In "Die Trying", FBI agents are appropriately quite bright and only realistically misled from within. In this book we are to believe that even in a high end Serial Killer task force unit, they are inflexible and totally unable to even consider a new idea from a man they blackmailed into helping them. This is as ridiculous as the murder method is impossible.
You can see in this book the seeds of an excellent writer and if you let yourself go can be carried along for quite awhile (and I can forgive phony red herrings like the office in the Pentagon scene), but this is neither the quality of character or of plotting I have come to expect from Lee Child. This is a first novel kind of effort, not the polished output of a "Best Seller" quality writer.

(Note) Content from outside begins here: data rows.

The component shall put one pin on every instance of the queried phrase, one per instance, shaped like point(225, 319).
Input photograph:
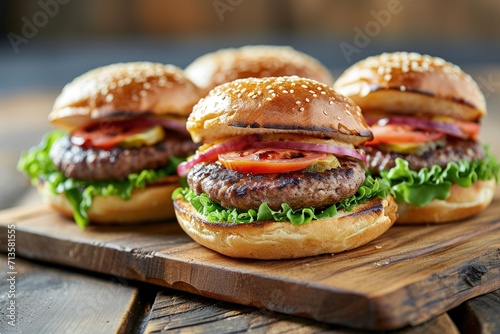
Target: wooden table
point(55, 299)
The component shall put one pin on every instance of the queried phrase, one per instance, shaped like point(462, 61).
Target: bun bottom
point(146, 205)
point(283, 240)
point(462, 203)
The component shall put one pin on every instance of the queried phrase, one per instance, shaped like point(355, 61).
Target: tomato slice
point(391, 134)
point(470, 128)
point(269, 160)
point(106, 135)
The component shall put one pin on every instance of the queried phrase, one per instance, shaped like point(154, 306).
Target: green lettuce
point(37, 165)
point(420, 188)
point(212, 212)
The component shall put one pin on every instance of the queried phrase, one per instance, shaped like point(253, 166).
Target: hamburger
point(279, 175)
point(121, 136)
point(425, 116)
point(225, 65)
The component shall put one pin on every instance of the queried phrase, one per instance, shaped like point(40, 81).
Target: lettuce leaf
point(420, 188)
point(212, 212)
point(37, 165)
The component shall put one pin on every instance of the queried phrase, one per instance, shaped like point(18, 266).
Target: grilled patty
point(453, 150)
point(96, 164)
point(232, 189)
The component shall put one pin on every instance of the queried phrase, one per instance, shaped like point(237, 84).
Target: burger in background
point(124, 135)
point(280, 175)
point(257, 61)
point(425, 116)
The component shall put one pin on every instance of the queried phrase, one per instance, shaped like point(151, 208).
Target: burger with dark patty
point(279, 175)
point(123, 136)
point(425, 116)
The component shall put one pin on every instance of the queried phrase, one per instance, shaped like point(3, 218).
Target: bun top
point(443, 87)
point(215, 68)
point(124, 90)
point(290, 105)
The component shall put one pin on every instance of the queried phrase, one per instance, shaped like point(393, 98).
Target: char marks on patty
point(299, 189)
point(117, 163)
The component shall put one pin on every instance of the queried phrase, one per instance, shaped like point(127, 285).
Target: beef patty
point(115, 164)
point(454, 150)
point(299, 189)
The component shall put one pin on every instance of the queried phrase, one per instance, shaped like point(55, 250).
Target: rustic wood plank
point(406, 277)
point(175, 311)
point(479, 315)
point(53, 300)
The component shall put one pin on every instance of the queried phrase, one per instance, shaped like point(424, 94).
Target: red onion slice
point(335, 150)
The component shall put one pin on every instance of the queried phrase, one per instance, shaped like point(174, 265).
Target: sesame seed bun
point(124, 90)
point(290, 105)
point(283, 240)
point(412, 83)
point(216, 68)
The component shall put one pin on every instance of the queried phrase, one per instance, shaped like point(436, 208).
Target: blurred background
point(46, 43)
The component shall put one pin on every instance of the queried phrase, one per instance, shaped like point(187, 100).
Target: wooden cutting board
point(405, 277)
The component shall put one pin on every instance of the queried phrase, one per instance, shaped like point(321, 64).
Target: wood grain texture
point(176, 312)
point(406, 277)
point(52, 300)
point(479, 315)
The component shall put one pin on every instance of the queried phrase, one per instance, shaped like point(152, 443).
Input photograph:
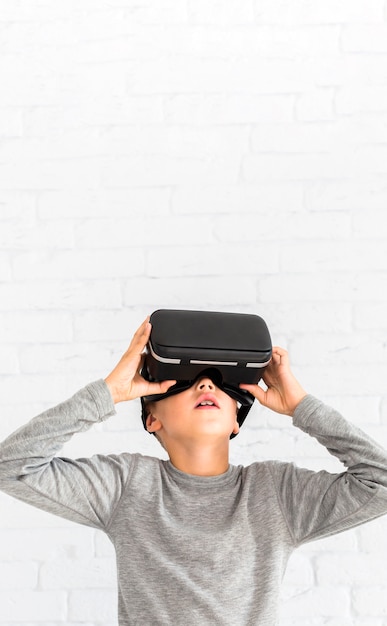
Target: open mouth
point(207, 402)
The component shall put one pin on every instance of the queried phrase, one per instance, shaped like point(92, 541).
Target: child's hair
point(146, 410)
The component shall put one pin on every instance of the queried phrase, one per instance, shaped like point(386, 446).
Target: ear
point(152, 424)
point(236, 428)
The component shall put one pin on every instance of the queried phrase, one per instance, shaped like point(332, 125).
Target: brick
point(295, 138)
point(80, 574)
point(316, 105)
point(329, 601)
point(17, 205)
point(215, 12)
point(199, 75)
point(284, 225)
point(237, 199)
point(60, 295)
point(330, 287)
point(365, 38)
point(114, 325)
point(208, 292)
point(5, 267)
point(36, 605)
point(352, 99)
point(370, 226)
point(9, 361)
point(16, 235)
point(371, 601)
point(327, 256)
point(60, 358)
point(362, 570)
point(10, 122)
point(230, 108)
point(18, 575)
point(218, 260)
point(329, 13)
point(296, 167)
point(165, 170)
point(47, 544)
point(299, 571)
point(310, 317)
point(91, 605)
point(368, 194)
point(135, 233)
point(66, 265)
point(103, 203)
point(35, 327)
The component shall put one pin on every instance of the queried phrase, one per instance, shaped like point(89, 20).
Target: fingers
point(255, 391)
point(162, 387)
point(141, 336)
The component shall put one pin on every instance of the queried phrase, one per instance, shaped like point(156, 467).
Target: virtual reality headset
point(228, 348)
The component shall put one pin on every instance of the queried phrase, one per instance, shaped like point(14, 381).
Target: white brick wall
point(193, 153)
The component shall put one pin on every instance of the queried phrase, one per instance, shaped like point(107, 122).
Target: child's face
point(201, 411)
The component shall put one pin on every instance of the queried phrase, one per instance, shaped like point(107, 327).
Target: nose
point(205, 383)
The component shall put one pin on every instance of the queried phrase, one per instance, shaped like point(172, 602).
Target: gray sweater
point(196, 551)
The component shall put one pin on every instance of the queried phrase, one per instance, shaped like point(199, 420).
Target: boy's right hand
point(125, 381)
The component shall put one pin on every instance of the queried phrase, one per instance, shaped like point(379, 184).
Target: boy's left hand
point(284, 392)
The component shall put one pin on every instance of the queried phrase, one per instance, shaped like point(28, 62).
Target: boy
point(198, 542)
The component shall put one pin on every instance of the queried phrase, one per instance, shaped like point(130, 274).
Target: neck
point(211, 460)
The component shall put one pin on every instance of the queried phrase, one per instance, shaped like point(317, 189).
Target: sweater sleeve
point(319, 504)
point(84, 490)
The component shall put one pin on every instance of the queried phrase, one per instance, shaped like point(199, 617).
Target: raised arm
point(317, 504)
point(83, 490)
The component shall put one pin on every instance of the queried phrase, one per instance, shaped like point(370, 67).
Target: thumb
point(162, 387)
point(255, 391)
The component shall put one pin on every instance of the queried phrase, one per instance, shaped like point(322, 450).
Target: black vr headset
point(228, 348)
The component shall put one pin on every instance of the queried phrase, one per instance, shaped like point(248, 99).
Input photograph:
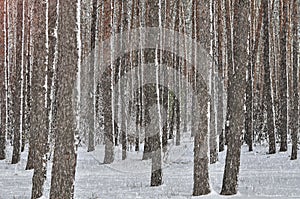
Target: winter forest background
point(149, 99)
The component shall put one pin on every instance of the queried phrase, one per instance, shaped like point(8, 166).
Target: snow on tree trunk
point(283, 123)
point(91, 80)
point(2, 82)
point(39, 111)
point(267, 80)
point(220, 76)
point(16, 86)
point(236, 92)
point(106, 86)
point(295, 96)
point(201, 160)
point(64, 161)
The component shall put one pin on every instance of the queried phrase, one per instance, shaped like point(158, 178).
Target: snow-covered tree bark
point(91, 80)
point(106, 85)
point(295, 96)
point(16, 86)
point(236, 92)
point(267, 94)
point(283, 116)
point(39, 111)
point(201, 160)
point(220, 76)
point(2, 83)
point(64, 161)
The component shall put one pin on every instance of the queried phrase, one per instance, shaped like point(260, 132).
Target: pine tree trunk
point(236, 92)
point(2, 83)
point(91, 80)
point(64, 161)
point(295, 96)
point(201, 160)
point(39, 112)
point(30, 133)
point(220, 76)
point(283, 127)
point(106, 87)
point(16, 86)
point(267, 80)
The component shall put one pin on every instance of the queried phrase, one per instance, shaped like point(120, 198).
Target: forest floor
point(261, 175)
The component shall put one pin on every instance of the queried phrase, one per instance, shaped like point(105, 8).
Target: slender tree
point(64, 161)
point(295, 91)
point(220, 76)
point(267, 79)
point(107, 86)
point(236, 92)
point(2, 83)
point(91, 79)
point(16, 88)
point(39, 111)
point(283, 78)
point(201, 160)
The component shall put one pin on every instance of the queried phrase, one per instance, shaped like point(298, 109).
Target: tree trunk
point(107, 87)
point(236, 92)
point(283, 127)
point(267, 80)
point(91, 80)
point(295, 96)
point(201, 160)
point(64, 161)
point(16, 87)
point(220, 76)
point(2, 83)
point(39, 112)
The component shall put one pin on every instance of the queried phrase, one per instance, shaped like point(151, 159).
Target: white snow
point(261, 175)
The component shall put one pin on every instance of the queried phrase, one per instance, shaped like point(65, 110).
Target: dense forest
point(141, 76)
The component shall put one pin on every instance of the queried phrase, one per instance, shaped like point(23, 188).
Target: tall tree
point(213, 145)
point(64, 160)
point(107, 85)
point(16, 88)
point(283, 125)
point(220, 76)
point(236, 92)
point(295, 91)
point(267, 94)
point(201, 160)
point(151, 94)
point(91, 79)
point(2, 82)
point(39, 111)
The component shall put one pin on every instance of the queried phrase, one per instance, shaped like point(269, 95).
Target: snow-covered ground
point(261, 175)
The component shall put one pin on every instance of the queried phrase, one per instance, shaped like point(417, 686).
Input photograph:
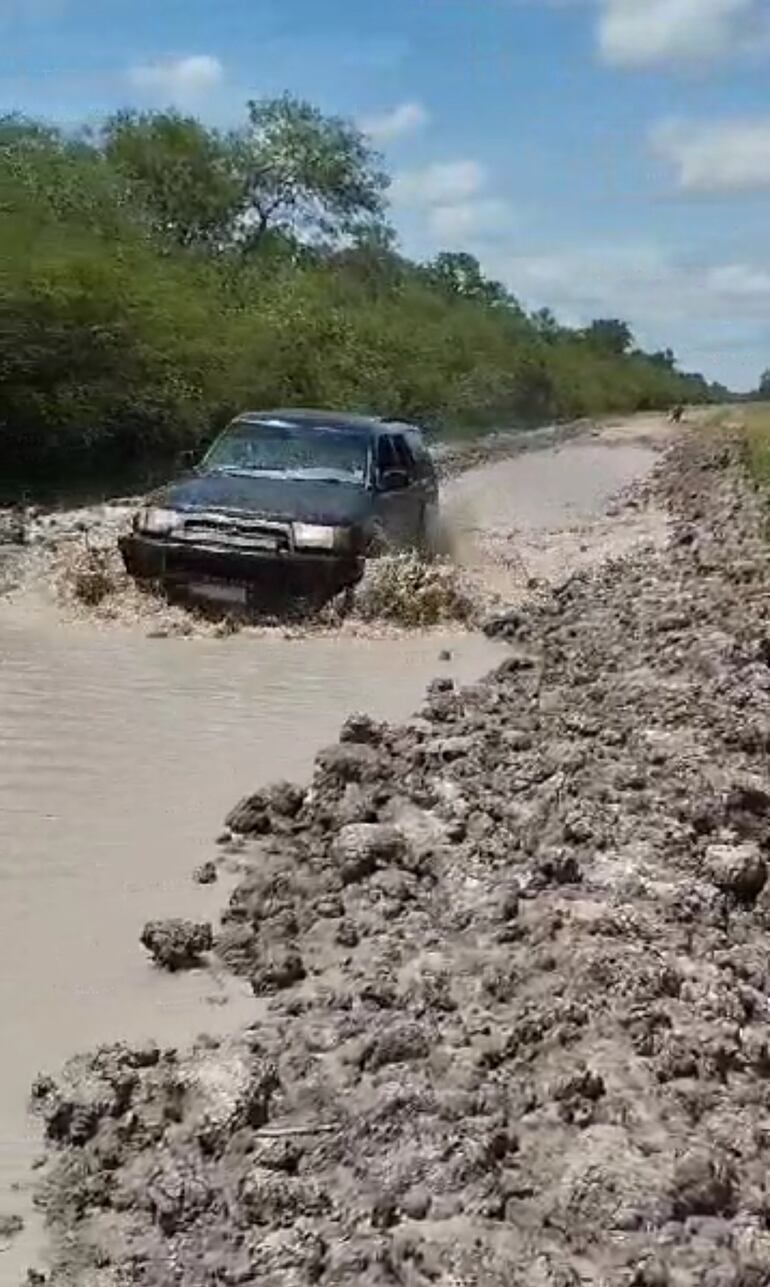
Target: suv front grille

If this is your first Reacher book skip this one completely and start with "Killing floor". If not, jump to book five and let this one gather dust on the shelves as Lee Child's worst and probably first effort.
Book Review: Whiffy detective (for want of a better term) in pursuit of preposterous killer Summary: 1 Stars
I strongly suggest that anyone who contemplates buying this book on the basis of the strong overall rating go immediately to the one-star ratings for a dose of reality--and nevermnd the fact that they contain spoilers.
Those slashing reviews point out many of the outrageous faults of this book. I shall therefore limit myself to just two areas.
Jack Reacher is a totally immature, highly disfunctional, neurotic thug who, for some wholly elusive reason, seems to be irresistibly attractive to most women. The fact that he owns just one set of clothes which he NEVER changes over the whole course of the book and for heaven knows how long before the book starts and after it closes strikes me as making that attractiveness more than slightly improbable--but, hey, maybe some women like a man whom they can smell before they can see.
The killer's identity is painfully obvious about half-way through the book, not from any logical analysis--for their is no logic here--but from the endlessly unnecessary prominence given to the character, that character's relationships and that character's motives. If that is not bad enough, the killer's overall plan is an ancient wheeze that was executed with infinitely more skill by Agatha Christie in "The ABC Murders." Finally, worst, is the actual method of killing, for which I have just one word: ridiculous!
There is only one way in which to enjoy this sort of book: turn off all your higher brain functions and simply enjoy the rush. If you are of a disposition to do that, then this is a three-star book, otherwise it fully deserves its one-star (or lower) status.